Y no podía culpar sólo a Manele de aquel atraso; ella había malgastado su tiempo, se había dado al juego, se había escondido detrás de sus hijos.
De una ojeada a su reloj comprobó que el tiempo había volado. Cogió su coche y fue a toda prisa a recoger a los niños al colegio sin hacer mucho caso de ellos. Tenía una determinación fija en su cabeza.
Entró en casa y se dirigió a la cocina, tomó unas fuertes tijeras de hoja de sierra, buscó en su bolso las tarjetas de crédito y, una a una, las cortó en mil pedazos, y las arrojó a la basura.
Como cazadora furtiva, al día siguiente, se acercó a la facultad donde se había licenciado para informarse en persona acerca de los másteres. Entró en el hall principal, circular, y se giró en redondo hasta que vio, en el mostrador de información, a un antiguo conocido. Era el mismo bedel de su época de estudiante, rubio, de ojos azules, de una edad algo menor que la de ella. Estaba igualito que entonces, como conservado en formol. Se dirigió a él de frente.
–¡Pero bueno, Rafa! ¿No has terminado la carrera todavía? –le dijo bromista.
–¿Marcy? ¿Es usted, señorita? Sí, indudablemente, por descontado que la reconozco, la misma que me encargaba las fotocopias con tanta amabilidad. Los estudiantes de ahora no son lo que eran ustedes –contestó él, sonriente, mientras se llevaba una mano a la cabeza repetidas veces.
“Un chico lleno de manías, pero un perfecto caballero”.
La dirigió a la secretaría, de la que ella apenas recordaba su ubicación, y de la que salió, un rato después, portando una multitud de papeles e impresos para cubrir.

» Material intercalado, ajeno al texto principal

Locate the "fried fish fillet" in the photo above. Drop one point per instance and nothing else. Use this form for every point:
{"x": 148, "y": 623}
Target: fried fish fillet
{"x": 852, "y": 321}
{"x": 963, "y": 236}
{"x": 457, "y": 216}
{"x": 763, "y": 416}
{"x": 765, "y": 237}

–Cualquier cosa que necesite, ya sabe donde estoy, señorita.
Y lo dejó allí, en su puesto, afanándose en sus tareas, con su cabeza rubia sobresaliendo apenas por encima del mostrador.
A pesar del escaso tiempo que había estado aquella mañana en el centro académico, lo abandonó con una impresión de familiaridad, como si no hubieran transcurrido los quince años pasados desde que saliera un día con su título en el bolsillo.